Liberals have spent much of the last few years lamenting the death of bipartisanship and placing all of the blame for this problem on House Republicans. But with Congress preparing to take up the issue of President Obama’s Iran nuclear deal when it returns from its spring recess next week, it is Senate Democrats who are giving us an example of partisan politics at its absolute worst. As Politico reports, the overwhelming bipartisan majority that has existed on behalf of both Iran sanctions and the right of Congress to perform its constitutional duty to advise and consent on treaties is being splintered by Democrats who are determined to do the president’s bidding. Some Democrats who are sponsors of the Corker-Menendez bill mandating a congressional vote on the Iran deal want to water it down with amendments that will turn the effort to hold the administration accountable into a farce.
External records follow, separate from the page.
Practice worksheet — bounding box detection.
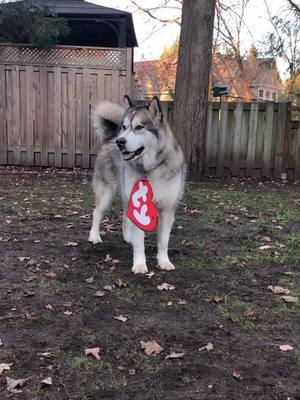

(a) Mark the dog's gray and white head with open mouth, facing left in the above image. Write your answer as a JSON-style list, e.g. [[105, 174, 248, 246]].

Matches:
[[116, 96, 163, 164]]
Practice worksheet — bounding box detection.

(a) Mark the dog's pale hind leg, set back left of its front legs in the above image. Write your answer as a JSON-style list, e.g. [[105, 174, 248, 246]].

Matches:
[[88, 186, 115, 244]]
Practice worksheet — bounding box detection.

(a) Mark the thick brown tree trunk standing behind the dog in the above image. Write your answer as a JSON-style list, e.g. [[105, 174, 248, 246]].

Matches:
[[174, 0, 216, 180]]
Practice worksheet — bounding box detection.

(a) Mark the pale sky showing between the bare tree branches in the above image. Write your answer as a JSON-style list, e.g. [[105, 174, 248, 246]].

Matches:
[[88, 0, 300, 77]]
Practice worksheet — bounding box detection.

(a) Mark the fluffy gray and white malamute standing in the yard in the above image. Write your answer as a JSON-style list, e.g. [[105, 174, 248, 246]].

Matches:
[[89, 96, 185, 274]]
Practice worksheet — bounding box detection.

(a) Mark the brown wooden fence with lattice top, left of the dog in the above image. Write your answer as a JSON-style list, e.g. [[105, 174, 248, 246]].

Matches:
[[0, 44, 132, 168]]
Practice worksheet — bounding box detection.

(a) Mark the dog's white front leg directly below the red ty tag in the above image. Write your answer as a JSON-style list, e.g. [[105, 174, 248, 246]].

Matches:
[[128, 221, 148, 274]]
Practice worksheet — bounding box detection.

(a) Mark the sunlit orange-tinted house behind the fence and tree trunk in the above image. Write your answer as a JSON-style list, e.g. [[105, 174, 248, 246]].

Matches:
[[134, 53, 283, 102]]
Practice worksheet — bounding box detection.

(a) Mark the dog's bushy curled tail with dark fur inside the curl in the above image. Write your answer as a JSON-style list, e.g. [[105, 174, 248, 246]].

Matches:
[[92, 100, 124, 143]]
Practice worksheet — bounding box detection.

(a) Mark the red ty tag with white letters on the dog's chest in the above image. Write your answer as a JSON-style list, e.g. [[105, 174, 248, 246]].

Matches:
[[127, 178, 158, 232]]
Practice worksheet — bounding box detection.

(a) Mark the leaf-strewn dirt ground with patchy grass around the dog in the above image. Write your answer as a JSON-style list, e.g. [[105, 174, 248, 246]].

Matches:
[[0, 168, 300, 400]]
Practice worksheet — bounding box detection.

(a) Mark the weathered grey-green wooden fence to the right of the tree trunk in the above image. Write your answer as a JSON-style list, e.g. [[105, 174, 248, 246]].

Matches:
[[164, 102, 300, 180]]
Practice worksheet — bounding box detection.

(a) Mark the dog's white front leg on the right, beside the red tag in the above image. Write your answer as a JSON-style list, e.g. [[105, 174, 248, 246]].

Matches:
[[157, 210, 175, 271]]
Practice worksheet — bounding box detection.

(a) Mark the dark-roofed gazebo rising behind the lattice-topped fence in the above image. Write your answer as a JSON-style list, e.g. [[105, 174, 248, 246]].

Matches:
[[36, 0, 138, 47]]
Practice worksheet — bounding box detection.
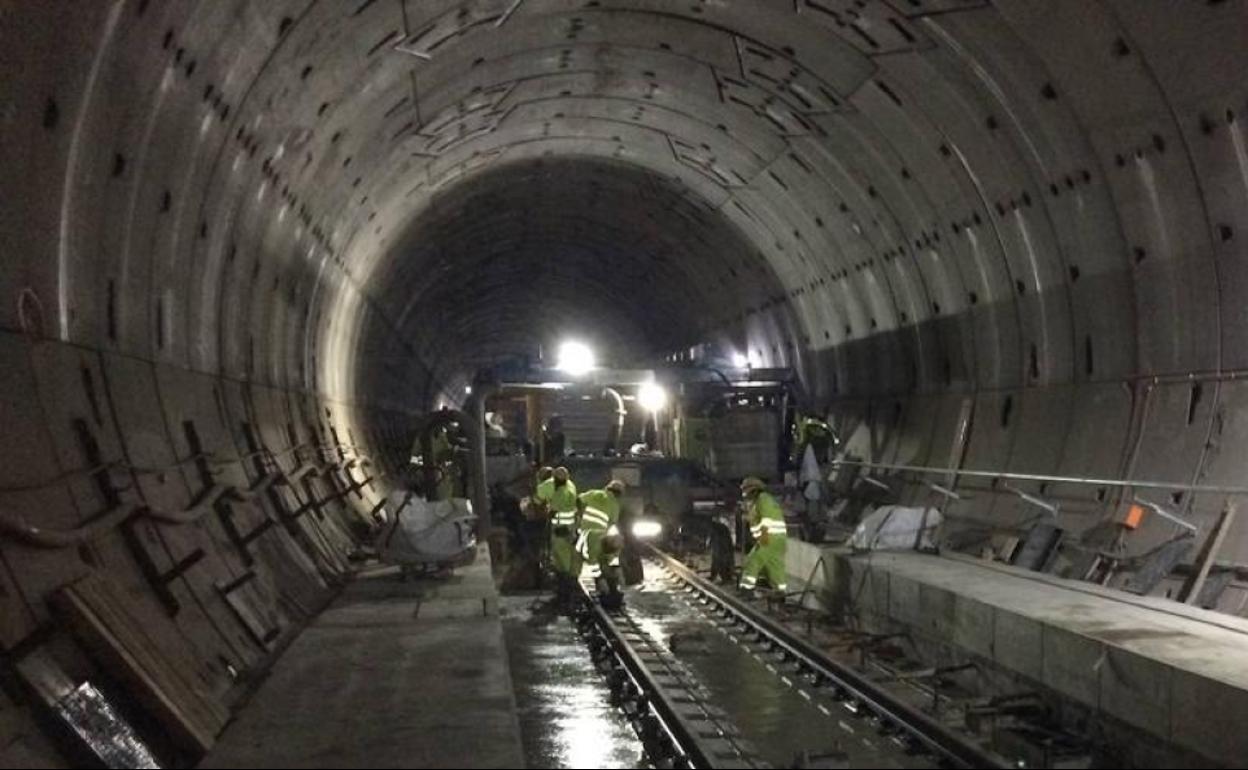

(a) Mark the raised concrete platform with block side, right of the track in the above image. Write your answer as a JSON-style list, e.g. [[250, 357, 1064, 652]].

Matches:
[[789, 543, 1248, 766]]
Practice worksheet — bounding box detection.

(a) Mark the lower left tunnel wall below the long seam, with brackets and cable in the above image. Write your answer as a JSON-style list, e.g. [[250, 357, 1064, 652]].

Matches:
[[0, 331, 409, 765]]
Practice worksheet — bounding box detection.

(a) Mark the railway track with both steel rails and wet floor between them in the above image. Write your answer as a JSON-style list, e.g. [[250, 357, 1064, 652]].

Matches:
[[578, 548, 1008, 768]]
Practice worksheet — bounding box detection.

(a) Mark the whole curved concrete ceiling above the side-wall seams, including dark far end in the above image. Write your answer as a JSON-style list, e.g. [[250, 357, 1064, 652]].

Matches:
[[7, 0, 1248, 559]]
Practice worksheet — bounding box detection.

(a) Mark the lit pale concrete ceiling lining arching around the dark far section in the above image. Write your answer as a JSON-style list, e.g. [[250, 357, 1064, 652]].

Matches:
[[7, 1, 1243, 541]]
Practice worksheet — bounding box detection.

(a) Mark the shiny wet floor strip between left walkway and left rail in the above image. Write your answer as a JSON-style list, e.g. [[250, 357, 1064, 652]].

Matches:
[[499, 597, 648, 768]]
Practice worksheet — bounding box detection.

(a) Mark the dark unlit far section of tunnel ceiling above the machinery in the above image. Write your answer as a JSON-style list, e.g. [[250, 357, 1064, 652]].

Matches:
[[361, 156, 776, 396]]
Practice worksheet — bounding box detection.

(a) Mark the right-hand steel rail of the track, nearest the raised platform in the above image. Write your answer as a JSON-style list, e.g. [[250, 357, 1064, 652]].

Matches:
[[643, 544, 1013, 768]]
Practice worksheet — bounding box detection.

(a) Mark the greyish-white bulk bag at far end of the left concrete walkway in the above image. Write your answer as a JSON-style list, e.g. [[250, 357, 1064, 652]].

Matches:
[[377, 490, 477, 565]]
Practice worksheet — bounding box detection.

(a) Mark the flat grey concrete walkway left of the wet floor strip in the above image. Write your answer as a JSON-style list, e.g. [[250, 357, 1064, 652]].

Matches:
[[200, 548, 524, 768]]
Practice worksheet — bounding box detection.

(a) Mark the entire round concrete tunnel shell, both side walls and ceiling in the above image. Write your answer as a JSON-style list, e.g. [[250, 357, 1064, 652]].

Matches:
[[0, 0, 1248, 766]]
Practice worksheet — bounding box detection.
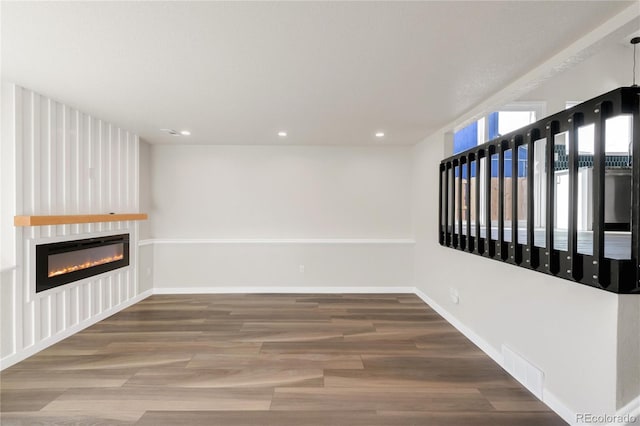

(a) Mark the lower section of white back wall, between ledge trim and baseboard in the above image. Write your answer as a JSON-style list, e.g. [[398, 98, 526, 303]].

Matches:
[[153, 240, 413, 289]]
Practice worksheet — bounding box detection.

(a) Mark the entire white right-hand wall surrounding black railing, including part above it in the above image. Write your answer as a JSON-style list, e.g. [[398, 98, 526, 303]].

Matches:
[[413, 40, 640, 423]]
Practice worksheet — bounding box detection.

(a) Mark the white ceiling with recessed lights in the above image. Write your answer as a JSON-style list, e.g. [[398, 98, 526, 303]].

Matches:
[[1, 1, 634, 144]]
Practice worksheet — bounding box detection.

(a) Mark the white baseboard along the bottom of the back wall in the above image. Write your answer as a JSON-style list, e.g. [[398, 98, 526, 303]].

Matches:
[[153, 285, 415, 294]]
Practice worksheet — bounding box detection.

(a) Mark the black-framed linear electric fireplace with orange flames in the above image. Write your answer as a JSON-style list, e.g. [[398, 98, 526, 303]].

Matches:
[[36, 234, 129, 293]]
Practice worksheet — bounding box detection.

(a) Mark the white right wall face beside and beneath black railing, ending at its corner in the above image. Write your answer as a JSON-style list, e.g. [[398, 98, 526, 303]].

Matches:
[[414, 135, 618, 420]]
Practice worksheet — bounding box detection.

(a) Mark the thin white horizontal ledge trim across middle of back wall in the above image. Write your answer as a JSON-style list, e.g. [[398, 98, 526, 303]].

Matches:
[[138, 238, 416, 246]]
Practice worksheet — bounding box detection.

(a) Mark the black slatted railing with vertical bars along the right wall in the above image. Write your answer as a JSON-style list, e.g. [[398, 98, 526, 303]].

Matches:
[[438, 87, 640, 294]]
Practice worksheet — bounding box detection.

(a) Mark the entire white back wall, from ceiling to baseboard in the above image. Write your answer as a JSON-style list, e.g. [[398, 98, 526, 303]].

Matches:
[[151, 145, 413, 288]]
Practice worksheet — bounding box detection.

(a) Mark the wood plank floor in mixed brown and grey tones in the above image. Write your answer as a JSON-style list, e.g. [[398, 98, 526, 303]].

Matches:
[[0, 294, 566, 426]]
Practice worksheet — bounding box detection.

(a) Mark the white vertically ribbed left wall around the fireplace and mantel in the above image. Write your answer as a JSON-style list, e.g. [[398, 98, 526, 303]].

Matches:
[[0, 82, 146, 368]]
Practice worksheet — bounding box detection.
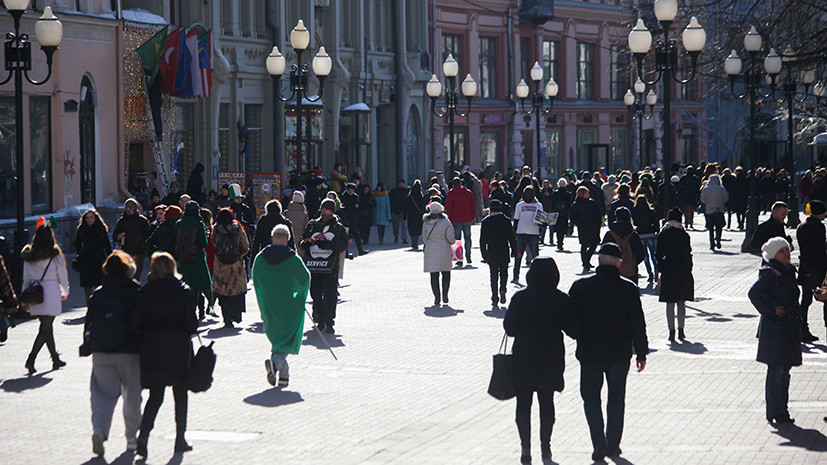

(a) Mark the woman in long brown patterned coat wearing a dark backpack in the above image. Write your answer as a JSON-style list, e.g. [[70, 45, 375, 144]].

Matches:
[[212, 208, 250, 328]]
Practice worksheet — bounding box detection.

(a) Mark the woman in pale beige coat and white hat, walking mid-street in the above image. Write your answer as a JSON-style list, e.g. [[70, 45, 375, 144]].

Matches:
[[422, 201, 455, 306]]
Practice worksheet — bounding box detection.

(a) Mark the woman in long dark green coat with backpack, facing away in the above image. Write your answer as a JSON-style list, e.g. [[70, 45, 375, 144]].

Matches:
[[175, 200, 212, 319]]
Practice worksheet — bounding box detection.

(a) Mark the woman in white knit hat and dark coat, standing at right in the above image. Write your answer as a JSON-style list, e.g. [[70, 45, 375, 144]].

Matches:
[[749, 237, 801, 423]]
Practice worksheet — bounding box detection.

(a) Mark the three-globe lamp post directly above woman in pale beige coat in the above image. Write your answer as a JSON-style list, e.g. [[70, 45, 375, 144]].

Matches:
[[425, 54, 477, 177]]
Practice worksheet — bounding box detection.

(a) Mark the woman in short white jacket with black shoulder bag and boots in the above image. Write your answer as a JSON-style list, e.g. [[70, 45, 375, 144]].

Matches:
[[21, 218, 69, 374]]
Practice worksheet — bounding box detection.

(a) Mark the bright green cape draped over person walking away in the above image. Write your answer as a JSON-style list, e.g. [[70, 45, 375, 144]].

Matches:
[[253, 245, 310, 354]]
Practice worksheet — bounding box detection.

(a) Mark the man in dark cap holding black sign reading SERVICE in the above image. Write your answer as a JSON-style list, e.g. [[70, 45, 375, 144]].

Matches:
[[301, 199, 347, 334]]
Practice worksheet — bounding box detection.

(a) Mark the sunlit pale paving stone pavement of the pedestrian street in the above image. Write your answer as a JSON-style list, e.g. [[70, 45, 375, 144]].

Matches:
[[0, 212, 827, 465]]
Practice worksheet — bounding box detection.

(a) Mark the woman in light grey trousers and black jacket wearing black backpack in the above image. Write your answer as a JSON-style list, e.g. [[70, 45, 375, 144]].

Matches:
[[83, 250, 141, 457]]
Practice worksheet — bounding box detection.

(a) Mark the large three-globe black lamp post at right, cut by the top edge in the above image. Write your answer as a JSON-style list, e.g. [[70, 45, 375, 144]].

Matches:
[[629, 0, 706, 216]]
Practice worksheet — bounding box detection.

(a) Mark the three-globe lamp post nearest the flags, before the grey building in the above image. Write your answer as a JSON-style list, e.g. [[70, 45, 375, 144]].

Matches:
[[266, 19, 333, 173]]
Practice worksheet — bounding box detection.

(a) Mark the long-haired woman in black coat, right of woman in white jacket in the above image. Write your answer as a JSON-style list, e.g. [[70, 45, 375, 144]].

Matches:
[[73, 208, 112, 305]]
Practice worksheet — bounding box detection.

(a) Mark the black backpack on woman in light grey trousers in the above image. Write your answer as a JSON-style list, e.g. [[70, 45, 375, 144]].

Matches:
[[86, 289, 129, 352]]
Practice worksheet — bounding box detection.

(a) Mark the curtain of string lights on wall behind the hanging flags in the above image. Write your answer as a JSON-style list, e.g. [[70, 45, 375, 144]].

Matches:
[[121, 21, 177, 186]]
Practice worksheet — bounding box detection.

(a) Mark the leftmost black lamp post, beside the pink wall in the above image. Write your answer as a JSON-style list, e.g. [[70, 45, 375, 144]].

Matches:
[[0, 0, 63, 286]]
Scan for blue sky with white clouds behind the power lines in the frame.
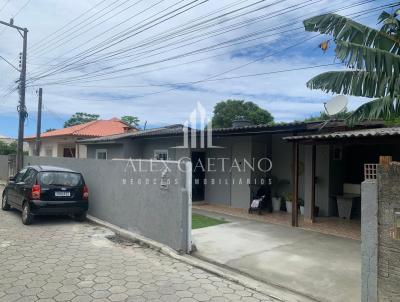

Heading into the expected battle over the bill next week, supporters of Corker-Menendez believe they have 66 votes in their pockets with all 54 Republicans and 12 Democrats on record as supporting the legislation. That’s just one vote short of a veto-proof majority that would ensure that Congress would be able to vote on the Iran deal rather than let the president adopt it unilaterally. Unlike the Kirk-Menendez bill proposing increased sanctions on Iran in the event of the failure of the diplomatic process, which has lost momentum as a series of American concessions led to an agreement, Corker-Menendez has always had near across-the-board backing. Not many congressional Democrats were inclined to speak up against a measure that merely asserts the legislative branch’s right to exercise its constitutional responsibilities on foreign treaties. Nor are many of the 12 Democratic co-sponsors backing down on that point. But they also appear to be wiling to gut the bill in order to stay on good terms with the White House.
As I noted earlier this week, Democratic Senate leader-in-waiting Chuck Schumer is walking a fine line between his obligation to do the president’s dirty work and his reputation as a supporter of Israel. He appears to have resolved that conflict for the moment by choosing to stick to his principles rather than the president and reaffirmed his support for Corker-Menendez. But given the delicate maneuvering going on in the Democratic caucus right now, it’s reasonable to think that he might be encouraging others to refuse to back the measure or, even worse, those among his co-sponsors who want to water it down to the point where it would be an exercise in futility.
The White House has indicated that it could live with a purely symbolic vote on the deal. Of course it would. But accepting only a non-binding vote on the most significant foreign agreement struck by the United States in more than a generation is a bit much even for many Democrats. Nor is Republican Bob Corker, the Senate Foreign Relations Committee chair who is clearly less than enthusiastic about confronting the president, prepared to see his handiwork reduced to a joke. So instead some Democrats are preparing amendments that would do the same thing.
Delaware Senator Chris Coons has filed an amendment that would strip the bill of its provision requiring the administration to certify that Iran isn’t directly involved in terror attacks against the United States. Connecticut’s Chris Murphy has also filed an amendment to allow the president to lift existing sanctions on Iran without an enabling vote by Congress in order to get Iran to agree to a final written version of the deal.
These two Democrats are claiming that they are still supporting the bill and the principle of legislative review of the deal, but the substance of their proposals would help strip it of any meaning. Do Americans really want their government to stop caring if the world’s leading state sponsor of terror is plotting against Americans? Do they want to give the president the power to act on his own to give an economic bonanza to a tyrannical and aggressive Islamist regime? These measures not only give Obama dictatorial powers on Iran but also would enable the administration to downgrade efforts to hold the entire process accountable. They may be helped immeasurably in this scheme by the replacement of embattled Senator Bob Menendez—a fierce opponent of Obama’s push for détente with Iran—by Ben Cardin—a dependable administration loyalist—as the ranking member of the Foreign Relations Committee.
They’re being aided in this effort by the fact that the new GOP majority in the Senate is determined to play fair in a way that their Democratic counterparts did not during their time in control of the upper body. Corker has vowed to have an open amendment process in committee and Senate Majority Leader Mitch McConnell has similarly promised to follow his Democratic predecessor Harry Reid’s practice of preventing the minority from proposing amendments on the floor once the bill gets out of committee. That will mean that Corker-Menendez could be crippled by amendments from both open opponents and those, like Coons and Murphy, who purport to be its supporters.
The bottom line here is that with each passing day, the odds of a clean bill emerging with the 67 votes needed to ensure that it will become law may be decreasing. If that is the case the fault lies entirely with senators who are talking out of both sides of their mouths when it comes to the Iran nuclear threat and the Constitution. The only hope of providing some accountability to a diplomatic process that has achieved success only by a procession of humiliating retreats by the president is the passage of a bill that will force a real debate and vote on the deal. Though liberals have been telling us that the country is sick of crooked congressional maneuvers, it is the Senate Democrats who giving us a lesson in how low they can sink in order to please the head of their party.